Les détails peuvent changer selon les modèles, mais on procède généralement ainsi : on met les aliments et l’eau de cuisson dans la marmite, en évitant de la remplir à plus de la moitié (c’est important pour éviter que la soupape de sécurité ne soit obstruée).
On scelle le couvercle et on met la cocotte à chauffer sur feu vif. Dès que la pression cible est atteinte, la soupape se met à siffler en tournant sur elle-même : il faut alors baisser le feu — inutile d’augmenter encore la pression, la soupape la dissiperait — et commencer à décompter le temps de cuisson.
Comme j’utilise des plaques électriques qui restent chaudes longtemps, et comme les aliments continuent de toutes façons de cuire dans la cocotte fermée, j’éteins le feu une dizaine de minutes avant la fin de la cuisson, pour économiser un peu plus d’énergie.

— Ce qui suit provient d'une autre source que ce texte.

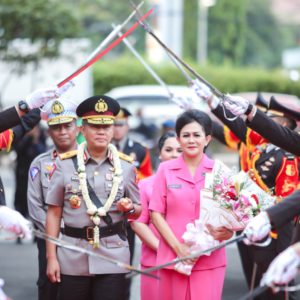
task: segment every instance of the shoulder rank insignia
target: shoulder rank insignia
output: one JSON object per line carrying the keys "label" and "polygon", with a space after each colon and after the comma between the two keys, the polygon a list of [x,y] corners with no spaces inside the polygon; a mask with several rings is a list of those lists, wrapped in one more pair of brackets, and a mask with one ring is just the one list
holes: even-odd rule
{"label": "shoulder rank insignia", "polygon": [[124,154],[122,152],[118,152],[118,154],[119,154],[120,159],[123,159],[123,160],[125,160],[125,161],[127,161],[129,163],[133,163],[133,158],[130,157],[129,155],[126,155],[126,154]]}
{"label": "shoulder rank insignia", "polygon": [[59,158],[61,160],[64,160],[64,159],[67,159],[67,158],[71,158],[75,155],[77,155],[77,150],[71,150],[71,151],[59,154]]}

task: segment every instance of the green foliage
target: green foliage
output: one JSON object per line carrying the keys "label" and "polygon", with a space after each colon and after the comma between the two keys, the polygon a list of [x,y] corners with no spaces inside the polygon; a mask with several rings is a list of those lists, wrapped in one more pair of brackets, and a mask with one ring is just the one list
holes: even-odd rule
{"label": "green foliage", "polygon": [[209,10],[208,56],[213,63],[240,65],[246,29],[246,1],[218,0]]}
{"label": "green foliage", "polygon": [[198,0],[184,1],[183,56],[196,59],[197,56]]}
{"label": "green foliage", "polygon": [[[27,63],[57,55],[62,39],[74,37],[78,22],[70,6],[60,0],[2,0],[0,59]],[[35,43],[35,51],[21,52],[15,39]]]}
{"label": "green foliage", "polygon": [[[223,93],[264,91],[294,94],[300,97],[300,85],[292,82],[278,70],[258,68],[231,68],[229,66],[206,66],[200,68],[189,63],[199,74]],[[167,84],[187,85],[185,78],[171,64],[153,66]],[[94,67],[95,93],[106,93],[122,85],[157,84],[134,58],[100,61]]]}
{"label": "green foliage", "polygon": [[280,65],[285,39],[270,11],[270,0],[251,0],[247,6],[245,65],[274,67]]}

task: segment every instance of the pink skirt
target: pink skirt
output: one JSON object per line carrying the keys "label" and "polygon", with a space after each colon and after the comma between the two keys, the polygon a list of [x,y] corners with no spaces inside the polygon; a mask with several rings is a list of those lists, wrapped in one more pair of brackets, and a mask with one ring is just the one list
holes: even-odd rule
{"label": "pink skirt", "polygon": [[226,267],[193,271],[190,276],[174,270],[158,272],[159,300],[221,300]]}
{"label": "pink skirt", "polygon": [[[142,270],[150,268],[141,266]],[[158,276],[157,271],[151,274]],[[157,300],[158,299],[158,279],[141,275],[141,300]]]}

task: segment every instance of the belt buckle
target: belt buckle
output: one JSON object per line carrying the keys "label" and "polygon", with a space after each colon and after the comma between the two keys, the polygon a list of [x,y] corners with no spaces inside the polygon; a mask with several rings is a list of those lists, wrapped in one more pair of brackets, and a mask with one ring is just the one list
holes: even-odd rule
{"label": "belt buckle", "polygon": [[86,228],[86,239],[91,245],[94,244],[94,227],[89,226]]}

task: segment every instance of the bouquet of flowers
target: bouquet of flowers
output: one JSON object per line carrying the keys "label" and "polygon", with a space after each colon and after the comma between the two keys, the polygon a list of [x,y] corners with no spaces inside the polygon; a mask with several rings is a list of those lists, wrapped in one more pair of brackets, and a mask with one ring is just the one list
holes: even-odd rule
{"label": "bouquet of flowers", "polygon": [[[195,223],[186,225],[186,232],[182,236],[184,243],[190,247],[191,253],[203,251],[219,244],[208,232],[202,220],[196,220]],[[210,252],[204,255],[209,256]],[[191,275],[193,264],[184,264],[178,262],[174,266],[174,270],[185,275]]]}
{"label": "bouquet of flowers", "polygon": [[[219,244],[209,234],[206,224],[224,226],[232,231],[243,230],[251,218],[275,203],[275,197],[263,191],[247,173],[241,171],[234,174],[218,160],[212,173],[206,174],[205,188],[200,191],[200,195],[200,219],[195,224],[187,224],[182,236],[191,252]],[[190,275],[192,268],[193,265],[182,262],[174,267],[185,275]]]}
{"label": "bouquet of flowers", "polygon": [[233,231],[243,230],[251,218],[275,203],[275,197],[262,190],[248,173],[234,174],[220,161],[215,162],[211,174],[206,174],[200,193],[200,219]]}

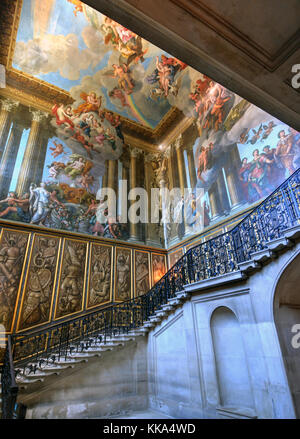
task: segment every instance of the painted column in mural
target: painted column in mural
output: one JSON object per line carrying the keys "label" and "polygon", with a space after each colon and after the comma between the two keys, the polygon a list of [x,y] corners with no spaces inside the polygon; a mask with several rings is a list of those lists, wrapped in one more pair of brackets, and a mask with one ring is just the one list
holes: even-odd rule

Une fois que les aliments sont cuits, on retire la cocotte du feu et on fait chuter la pression selon les instructions du fabricant : dans mon cas, je mets une manique et je retire la soupape du couvercle d’un geste déterminé, ce qui provoque un jet de vapeur digne des plus belles locomotives. Evidemment, cette vapeur est extrêmement chaude, donc il faut s’en tenir soigneusement éloigné. Lorsque le jet de vapeur s’amenuise puis s’arrête, on peut ouvrir le couvercle.
Bien sûr, avec ce système, il est impraticable de vérifier l’avancement des choses en cours de cuisson, donc on peut avoir besoin d’un peu de temps au début pour se familiariser avec sa cocotte et développer l’intuition qui permet de bien s’en servir, mais ça vient très vite.
En France, le leader de l’autocuiseur est SEB — à qui appartient d’ailleurs la marque Cocotte minute — et il n’est sans doute pas superflu de préciser que la fabrication se fait encore dans l’usine de Selongey en Bourgogne.
Ma mère a acheté la sienne le 11 mars 1970, tout juste deux mois après avoir épousé mon père — je le sais parce qu’elle m’a donné le livre de recettes qui allait avec, et qui porte un tampon du Bazar de l’Hôtel de Ville avec la date d’achat — et cette cocotte minute est toujours en service aujourd’hui, bien qu’elle vive depuis peu dans la maison de vacances de mes parents dans les Vosges, ma mère ayant dû la remplacer par une version compatible induction pour aller avec ses nouvelles plaques.
Avec une telle longévité associée à ce modèle, je n’ai pas hésité à acheter une cocotte d’occasion : tout comme les yaourtières ou les appareils à raclette, il y en a énormément en circulation qui ne servent à personne, donc j’aime autant contribuer à les mettre à profit. Le seul élément qu’il faille remplacer au bout d’un moment, c’est le joint d’étanchéité du couvercle, mais il y en a pour quelques euros, une fraction du prix d’une cocotte neuve.
Et vous ? Avez-vous une cocotte minute, vous en servez-vous, et qu’aimez-vous cuisiner avec ?
* Pour les curieux : j’ai acheté la petite à 10,50€, et vendu la grande à 21,50€.